Trump postpones ICE's planned deportation raids in 10 big cities.
Trump blindsides ICE with mass deportation announcement on eve of reelection rally.
Sean Hannity just demonstrated how not to interview President Trump.
Trump's interview with George Stephanopoulos, explained: "Donald Trump doesn't normally talk to journalists willing to challenge him. His big ABC interview illustrated why."
Trump's historic one-day fundraising haul, explained: "Trump raised nearly $25 million on Tuesday. That's a ton of money -- but it comes with some caveats." His days of "self-funding" are long gone. He may not know much, but it's hard not to credit him with a vision and knack for turning a political campaign into a massive funding resource.
Trump's 2020 kickoff made it seem as though he's running against Hillary Clinton: And why not, if she's the only Democrat he can beat?
Trump still refuses to admit he was wrog about the Central Park 5: Or anything else, for that matter -- especially if race is involved.
Timothy Smith: How Republicans stopped worrying about the right to vote: "The GOP launched a four-pronged plan in 2008 to undercut the American tenet of 'one person, one vote.' We're now entering the final phase."
Tierney Sneed: Will a Trump trade move create an election mess for overseas US voters? That's actually just one aspect of Trump plans to withdraw from the Universal Postal Union.
William Spriggs: We're less prepared for the next recession than we were for the last: You may recall that the economy entered a steep decline early in the 2008 recession very similar to the one in 1929, but unlike the Great Depression, the free-fall was stopped by "automatic stabilizers" like the unemployment compensation system that saved many families from ruin. Those automatic stabilizers have not been maintained during the post-2008 austerity, and that will let the next collapse hit even harder.
Matt Stieb: Six takeaways from Hope Hicks's House Judiciary testimony: One I believe is "Hicks said Trump's 'Russia, if you're listening' line was a joke."
Matt Taibbi: Trump kicks off re-election campaign: Get ready for 'Billionaire Populist II: The Sequel'.
David Wallace-Wells: Disaster upon disaster: Sample paragraph, relatively close to home (and by no means the most harrowing):
Last month, in the Midwest, 500 tornadoes swept through the region in just 30 days -- an average of 20 every day. The region is still underwater from historic flooding earlier in this spring, with some places deluged by seven feet of water and others issuing multiple disaster declarations in a single week. The Mississippi River has been flooding for three straight months; in Baton Rouge, the river rose past "flood stage" the first week of the year, according to Weather.com, 'and has been above that threshold ever since." In March, major flooding began in Iowa, Missouri, and Nebraska -- and in Nebraska alone, damages are expected to reach $1.3 billion.

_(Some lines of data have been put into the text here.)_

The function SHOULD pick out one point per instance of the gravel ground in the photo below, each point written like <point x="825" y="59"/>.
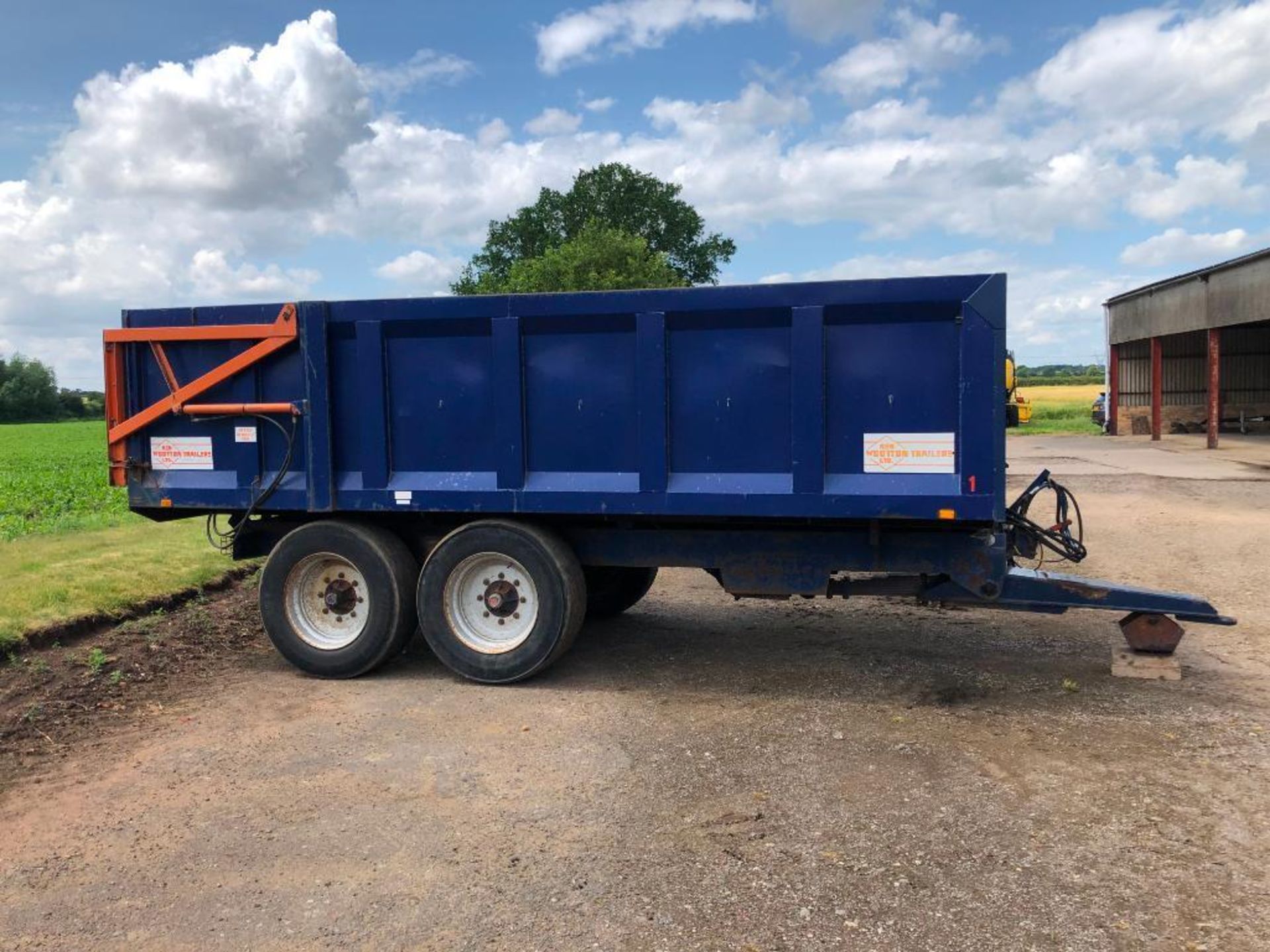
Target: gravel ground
<point x="698" y="775"/>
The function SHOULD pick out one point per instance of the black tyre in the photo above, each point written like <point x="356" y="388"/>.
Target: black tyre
<point x="611" y="589"/>
<point x="337" y="598"/>
<point x="501" y="601"/>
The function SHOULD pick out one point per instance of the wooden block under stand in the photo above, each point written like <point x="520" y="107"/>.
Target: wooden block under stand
<point x="1127" y="663"/>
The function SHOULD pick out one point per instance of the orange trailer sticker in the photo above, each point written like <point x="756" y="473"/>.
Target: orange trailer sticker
<point x="181" y="454"/>
<point x="910" y="452"/>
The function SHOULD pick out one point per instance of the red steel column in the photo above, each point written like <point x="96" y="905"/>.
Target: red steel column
<point x="1214" y="385"/>
<point x="1158" y="386"/>
<point x="1113" y="404"/>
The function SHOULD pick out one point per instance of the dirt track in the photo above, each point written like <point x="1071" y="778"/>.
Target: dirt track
<point x="697" y="775"/>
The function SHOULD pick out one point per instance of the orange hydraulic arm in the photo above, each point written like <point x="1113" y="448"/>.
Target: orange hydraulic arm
<point x="271" y="337"/>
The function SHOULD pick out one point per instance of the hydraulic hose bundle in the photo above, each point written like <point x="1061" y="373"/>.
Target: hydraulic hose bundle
<point x="1031" y="539"/>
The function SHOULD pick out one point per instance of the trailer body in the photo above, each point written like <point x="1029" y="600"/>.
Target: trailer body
<point x="790" y="438"/>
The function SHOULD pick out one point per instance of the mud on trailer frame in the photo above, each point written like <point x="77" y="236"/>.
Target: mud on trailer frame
<point x="494" y="470"/>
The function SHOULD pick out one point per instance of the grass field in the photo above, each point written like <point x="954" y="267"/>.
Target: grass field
<point x="67" y="542"/>
<point x="1061" y="409"/>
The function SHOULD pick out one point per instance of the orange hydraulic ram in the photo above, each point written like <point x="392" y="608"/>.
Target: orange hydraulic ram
<point x="271" y="337"/>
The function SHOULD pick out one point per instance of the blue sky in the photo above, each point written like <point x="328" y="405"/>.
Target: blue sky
<point x="164" y="154"/>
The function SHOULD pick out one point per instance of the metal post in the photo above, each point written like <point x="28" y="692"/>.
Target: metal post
<point x="1158" y="386"/>
<point x="1214" y="385"/>
<point x="1113" y="403"/>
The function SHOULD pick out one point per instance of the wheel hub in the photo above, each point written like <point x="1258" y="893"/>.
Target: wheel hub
<point x="502" y="598"/>
<point x="491" y="602"/>
<point x="327" y="601"/>
<point x="341" y="596"/>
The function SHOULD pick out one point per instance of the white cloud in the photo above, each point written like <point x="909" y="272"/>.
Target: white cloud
<point x="1156" y="74"/>
<point x="238" y="128"/>
<point x="492" y="134"/>
<point x="1054" y="314"/>
<point x="974" y="262"/>
<point x="553" y="122"/>
<point x="828" y="19"/>
<point x="240" y="158"/>
<point x="216" y="280"/>
<point x="624" y="26"/>
<point x="1198" y="183"/>
<point x="1180" y="247"/>
<point x="422" y="270"/>
<point x="426" y="67"/>
<point x="920" y="48"/>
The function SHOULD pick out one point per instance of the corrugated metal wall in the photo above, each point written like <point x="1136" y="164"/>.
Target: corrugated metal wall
<point x="1246" y="365"/>
<point x="1185" y="368"/>
<point x="1136" y="374"/>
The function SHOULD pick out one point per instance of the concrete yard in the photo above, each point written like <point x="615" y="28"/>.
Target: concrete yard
<point x="701" y="774"/>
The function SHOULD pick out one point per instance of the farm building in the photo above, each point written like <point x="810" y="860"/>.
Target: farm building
<point x="1191" y="353"/>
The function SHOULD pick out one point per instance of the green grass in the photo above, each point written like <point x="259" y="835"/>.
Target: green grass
<point x="56" y="576"/>
<point x="54" y="477"/>
<point x="1060" y="409"/>
<point x="67" y="542"/>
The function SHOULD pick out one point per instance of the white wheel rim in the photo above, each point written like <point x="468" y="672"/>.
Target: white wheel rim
<point x="327" y="601"/>
<point x="491" y="602"/>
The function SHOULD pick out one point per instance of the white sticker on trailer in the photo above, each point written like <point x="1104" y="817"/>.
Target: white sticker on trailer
<point x="181" y="454"/>
<point x="910" y="452"/>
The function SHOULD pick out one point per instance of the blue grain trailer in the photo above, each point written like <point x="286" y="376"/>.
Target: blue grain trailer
<point x="495" y="469"/>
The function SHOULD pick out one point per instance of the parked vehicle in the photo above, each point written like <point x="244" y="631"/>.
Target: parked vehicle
<point x="1017" y="407"/>
<point x="1099" y="412"/>
<point x="498" y="469"/>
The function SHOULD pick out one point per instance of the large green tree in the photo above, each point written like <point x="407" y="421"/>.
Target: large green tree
<point x="597" y="259"/>
<point x="622" y="201"/>
<point x="28" y="391"/>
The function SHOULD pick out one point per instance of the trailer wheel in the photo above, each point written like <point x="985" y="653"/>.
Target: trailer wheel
<point x="501" y="601"/>
<point x="611" y="589"/>
<point x="337" y="598"/>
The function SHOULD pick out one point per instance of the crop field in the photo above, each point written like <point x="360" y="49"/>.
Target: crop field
<point x="67" y="542"/>
<point x="1061" y="409"/>
<point x="52" y="477"/>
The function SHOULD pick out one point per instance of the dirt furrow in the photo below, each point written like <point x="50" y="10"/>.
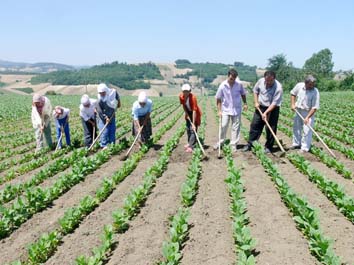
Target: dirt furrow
<point x="210" y="239"/>
<point x="14" y="246"/>
<point x="142" y="243"/>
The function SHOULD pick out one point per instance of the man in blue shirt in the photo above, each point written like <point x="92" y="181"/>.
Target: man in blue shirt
<point x="141" y="118"/>
<point x="107" y="104"/>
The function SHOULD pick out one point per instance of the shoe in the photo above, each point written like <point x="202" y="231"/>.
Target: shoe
<point x="295" y="147"/>
<point x="189" y="150"/>
<point x="246" y="148"/>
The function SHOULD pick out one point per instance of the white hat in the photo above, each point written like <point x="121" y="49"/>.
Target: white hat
<point x="85" y="99"/>
<point x="142" y="98"/>
<point x="186" y="87"/>
<point x="37" y="98"/>
<point x="102" y="88"/>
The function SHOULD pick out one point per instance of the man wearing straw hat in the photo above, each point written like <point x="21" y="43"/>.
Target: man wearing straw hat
<point x="41" y="111"/>
<point x="141" y="111"/>
<point x="88" y="119"/>
<point x="267" y="95"/>
<point x="61" y="119"/>
<point x="305" y="98"/>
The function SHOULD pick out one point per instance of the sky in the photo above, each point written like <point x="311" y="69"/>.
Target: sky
<point x="89" y="32"/>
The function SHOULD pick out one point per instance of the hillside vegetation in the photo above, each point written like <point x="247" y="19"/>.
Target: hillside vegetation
<point x="127" y="76"/>
<point x="209" y="71"/>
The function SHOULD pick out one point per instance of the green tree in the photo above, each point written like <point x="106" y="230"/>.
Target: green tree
<point x="320" y="64"/>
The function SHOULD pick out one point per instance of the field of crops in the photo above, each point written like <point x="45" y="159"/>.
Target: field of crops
<point x="164" y="206"/>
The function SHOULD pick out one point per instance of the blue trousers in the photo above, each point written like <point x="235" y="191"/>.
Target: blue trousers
<point x="108" y="136"/>
<point x="59" y="123"/>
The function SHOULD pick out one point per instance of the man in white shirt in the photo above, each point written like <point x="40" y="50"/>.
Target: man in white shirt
<point x="305" y="98"/>
<point x="88" y="119"/>
<point x="141" y="111"/>
<point x="41" y="111"/>
<point x="61" y="118"/>
<point x="228" y="101"/>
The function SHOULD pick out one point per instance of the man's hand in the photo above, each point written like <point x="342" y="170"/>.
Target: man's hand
<point x="264" y="116"/>
<point x="306" y="120"/>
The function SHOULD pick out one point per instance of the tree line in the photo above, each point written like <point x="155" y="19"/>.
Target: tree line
<point x="320" y="65"/>
<point x="127" y="76"/>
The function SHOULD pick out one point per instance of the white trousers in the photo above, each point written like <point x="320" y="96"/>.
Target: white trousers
<point x="235" y="128"/>
<point x="302" y="134"/>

The whole Midwest, the New York Times wrote, "has been drowning," and farmers are so far behind in their planting -- with only a fraction of corn and soybean crops actually in the ground -- that the whole year's harvest is in peril.
Li Zhou:
Kamala Harris wants to give every unemployed worker $8,000 for job training: Not a bad idea, but a special case stopgap, compared to universal right to free college education (including remedial high school and trade schools) would be a much broader approach, perhaps combined with extending unemployment benefits for full-time students.

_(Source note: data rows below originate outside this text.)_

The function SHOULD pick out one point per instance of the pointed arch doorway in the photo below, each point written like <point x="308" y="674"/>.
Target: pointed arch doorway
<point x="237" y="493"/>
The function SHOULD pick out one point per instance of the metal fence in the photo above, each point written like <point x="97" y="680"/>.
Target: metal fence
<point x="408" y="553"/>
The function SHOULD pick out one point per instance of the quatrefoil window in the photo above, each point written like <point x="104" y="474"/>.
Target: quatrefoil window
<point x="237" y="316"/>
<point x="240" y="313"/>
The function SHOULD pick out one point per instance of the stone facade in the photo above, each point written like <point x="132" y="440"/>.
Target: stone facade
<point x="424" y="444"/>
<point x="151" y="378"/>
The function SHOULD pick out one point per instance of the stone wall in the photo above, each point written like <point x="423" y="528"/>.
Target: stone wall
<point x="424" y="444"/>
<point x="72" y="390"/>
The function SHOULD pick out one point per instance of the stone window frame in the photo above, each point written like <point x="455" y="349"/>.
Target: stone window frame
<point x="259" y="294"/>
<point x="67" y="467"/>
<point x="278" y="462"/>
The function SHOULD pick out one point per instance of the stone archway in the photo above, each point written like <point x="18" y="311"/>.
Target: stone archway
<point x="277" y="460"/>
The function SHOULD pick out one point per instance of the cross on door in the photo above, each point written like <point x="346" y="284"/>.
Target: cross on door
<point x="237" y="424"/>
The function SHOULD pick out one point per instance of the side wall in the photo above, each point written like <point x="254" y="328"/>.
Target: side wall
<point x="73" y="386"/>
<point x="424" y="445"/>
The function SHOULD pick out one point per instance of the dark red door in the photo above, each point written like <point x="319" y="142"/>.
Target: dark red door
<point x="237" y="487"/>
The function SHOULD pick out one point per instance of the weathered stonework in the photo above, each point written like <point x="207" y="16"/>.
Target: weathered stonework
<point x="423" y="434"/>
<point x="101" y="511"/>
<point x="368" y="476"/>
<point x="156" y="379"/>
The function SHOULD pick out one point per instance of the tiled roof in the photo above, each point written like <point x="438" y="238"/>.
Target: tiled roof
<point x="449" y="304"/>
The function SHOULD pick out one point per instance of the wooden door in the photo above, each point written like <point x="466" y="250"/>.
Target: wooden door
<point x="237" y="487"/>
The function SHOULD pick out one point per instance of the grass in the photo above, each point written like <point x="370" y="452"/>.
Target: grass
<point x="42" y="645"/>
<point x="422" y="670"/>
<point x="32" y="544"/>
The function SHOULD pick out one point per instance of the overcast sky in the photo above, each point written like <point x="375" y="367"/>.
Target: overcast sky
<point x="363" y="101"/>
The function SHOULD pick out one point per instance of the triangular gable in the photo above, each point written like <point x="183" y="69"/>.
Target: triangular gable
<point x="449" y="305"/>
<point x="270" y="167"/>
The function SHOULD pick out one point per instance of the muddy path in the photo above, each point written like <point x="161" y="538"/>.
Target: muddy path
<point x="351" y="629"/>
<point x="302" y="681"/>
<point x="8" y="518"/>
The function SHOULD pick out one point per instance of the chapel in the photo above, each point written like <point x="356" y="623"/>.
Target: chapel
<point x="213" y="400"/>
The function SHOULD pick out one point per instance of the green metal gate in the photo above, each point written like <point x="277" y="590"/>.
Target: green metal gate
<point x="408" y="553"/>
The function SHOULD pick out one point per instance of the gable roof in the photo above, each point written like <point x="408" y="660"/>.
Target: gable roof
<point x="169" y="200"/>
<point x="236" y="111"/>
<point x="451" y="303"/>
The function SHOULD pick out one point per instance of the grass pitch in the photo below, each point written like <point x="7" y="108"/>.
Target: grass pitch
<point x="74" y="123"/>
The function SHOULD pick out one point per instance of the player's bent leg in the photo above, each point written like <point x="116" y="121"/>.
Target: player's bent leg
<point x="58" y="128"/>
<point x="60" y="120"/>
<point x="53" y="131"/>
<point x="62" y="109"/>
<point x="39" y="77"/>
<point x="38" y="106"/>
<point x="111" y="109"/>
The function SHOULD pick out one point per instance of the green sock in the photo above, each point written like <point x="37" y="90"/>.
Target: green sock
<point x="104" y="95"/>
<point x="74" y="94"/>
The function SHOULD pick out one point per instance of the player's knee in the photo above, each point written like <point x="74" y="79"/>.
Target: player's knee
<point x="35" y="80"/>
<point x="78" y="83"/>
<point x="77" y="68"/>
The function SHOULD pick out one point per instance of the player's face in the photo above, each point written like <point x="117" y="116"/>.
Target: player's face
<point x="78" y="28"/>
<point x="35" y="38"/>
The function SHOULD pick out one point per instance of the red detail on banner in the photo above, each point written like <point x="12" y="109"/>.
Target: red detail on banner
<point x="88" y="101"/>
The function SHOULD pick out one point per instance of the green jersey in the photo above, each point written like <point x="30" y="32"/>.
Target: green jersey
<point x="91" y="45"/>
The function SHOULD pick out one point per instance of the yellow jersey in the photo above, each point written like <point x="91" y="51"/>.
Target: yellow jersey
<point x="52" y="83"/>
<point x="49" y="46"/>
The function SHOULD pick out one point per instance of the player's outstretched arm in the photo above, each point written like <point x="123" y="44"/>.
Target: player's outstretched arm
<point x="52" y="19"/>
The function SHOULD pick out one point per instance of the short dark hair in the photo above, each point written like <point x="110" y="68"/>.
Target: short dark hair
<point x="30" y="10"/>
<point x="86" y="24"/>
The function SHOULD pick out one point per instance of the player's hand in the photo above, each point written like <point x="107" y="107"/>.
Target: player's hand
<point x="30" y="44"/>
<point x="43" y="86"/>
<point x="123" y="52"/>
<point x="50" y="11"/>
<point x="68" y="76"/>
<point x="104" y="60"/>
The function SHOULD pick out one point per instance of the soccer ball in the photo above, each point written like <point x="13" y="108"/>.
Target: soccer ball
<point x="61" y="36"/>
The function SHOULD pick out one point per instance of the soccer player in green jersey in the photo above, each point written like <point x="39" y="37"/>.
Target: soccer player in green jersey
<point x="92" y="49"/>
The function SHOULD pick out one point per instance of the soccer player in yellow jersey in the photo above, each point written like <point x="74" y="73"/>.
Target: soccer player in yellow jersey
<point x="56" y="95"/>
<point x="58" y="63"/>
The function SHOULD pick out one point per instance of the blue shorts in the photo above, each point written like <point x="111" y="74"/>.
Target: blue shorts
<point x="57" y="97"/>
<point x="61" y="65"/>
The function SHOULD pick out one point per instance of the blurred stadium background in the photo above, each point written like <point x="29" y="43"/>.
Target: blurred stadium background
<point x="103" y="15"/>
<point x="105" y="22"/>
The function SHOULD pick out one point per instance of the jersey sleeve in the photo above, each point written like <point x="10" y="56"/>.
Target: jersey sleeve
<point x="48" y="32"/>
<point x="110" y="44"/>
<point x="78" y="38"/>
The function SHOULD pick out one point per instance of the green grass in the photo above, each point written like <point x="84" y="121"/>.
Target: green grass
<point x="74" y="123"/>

The recent Republican blowback to trump judicial nominees, explained: Basically, some of Trump's nominees aren't bad enough for them.

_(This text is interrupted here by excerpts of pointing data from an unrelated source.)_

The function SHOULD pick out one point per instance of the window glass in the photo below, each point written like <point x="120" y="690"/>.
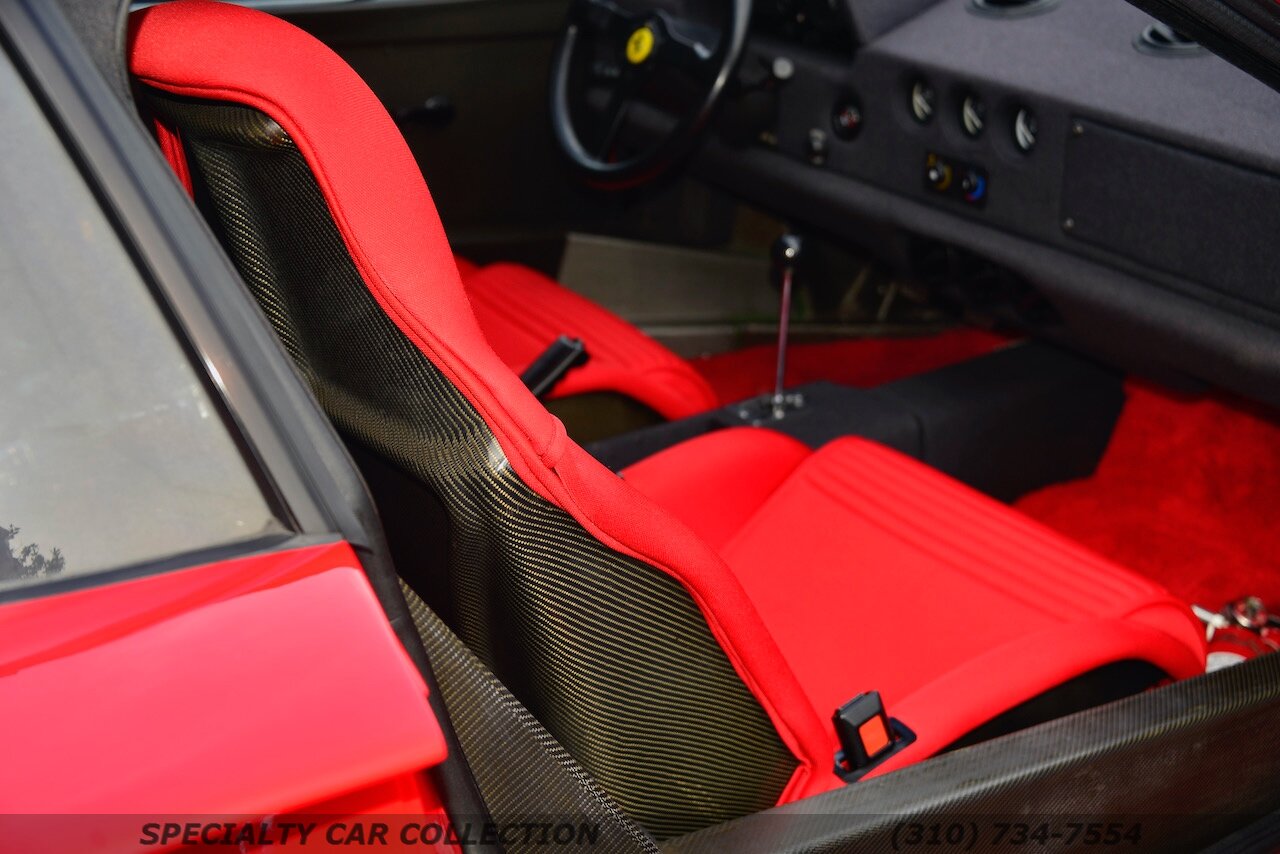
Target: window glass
<point x="110" y="451"/>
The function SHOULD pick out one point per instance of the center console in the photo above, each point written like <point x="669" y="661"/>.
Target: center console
<point x="1006" y="424"/>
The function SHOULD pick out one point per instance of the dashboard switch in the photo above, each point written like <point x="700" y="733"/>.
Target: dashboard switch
<point x="923" y="101"/>
<point x="846" y="118"/>
<point x="964" y="182"/>
<point x="1025" y="131"/>
<point x="938" y="174"/>
<point x="974" y="186"/>
<point x="973" y="117"/>
<point x="817" y="146"/>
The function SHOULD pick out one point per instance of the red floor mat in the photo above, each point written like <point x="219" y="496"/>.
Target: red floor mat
<point x="1188" y="493"/>
<point x="863" y="361"/>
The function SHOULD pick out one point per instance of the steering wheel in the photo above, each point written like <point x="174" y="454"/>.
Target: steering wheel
<point x="639" y="65"/>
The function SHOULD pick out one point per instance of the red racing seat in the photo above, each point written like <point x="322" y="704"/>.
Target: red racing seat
<point x="521" y="311"/>
<point x="688" y="648"/>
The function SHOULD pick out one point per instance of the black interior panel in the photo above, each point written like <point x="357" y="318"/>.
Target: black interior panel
<point x="1221" y="232"/>
<point x="1008" y="423"/>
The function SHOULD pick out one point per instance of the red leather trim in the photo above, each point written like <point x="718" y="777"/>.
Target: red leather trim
<point x="222" y="689"/>
<point x="384" y="213"/>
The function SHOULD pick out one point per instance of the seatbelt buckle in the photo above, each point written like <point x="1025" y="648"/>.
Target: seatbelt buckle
<point x="868" y="736"/>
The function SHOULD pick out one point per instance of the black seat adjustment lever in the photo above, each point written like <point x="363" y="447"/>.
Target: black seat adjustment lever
<point x="563" y="355"/>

Felt like making a rare political tweet today (tortured into fitting their character count limit, depending heavily on the reader's "cultural literacy"):
Another way Trump isn't Hitler: you can't imagine the latter announcing then postponing Kristallnacht two weeks. Real fascists made the trains run on time. Poseurs and wannabes flirt with evil, then make nice, like "good people on both sides." Vile, at least.
Other tweets I felt like saving:
@nycsouthpaw I wonder at Trump's dismal career. Assault after assault. Fraud piled upon fraud. An endless succession of victims churned up behind him like a ship's wake. Somehow cutting the web of consequence that ensnares and stops most bad men in time like a hull through so much blue water.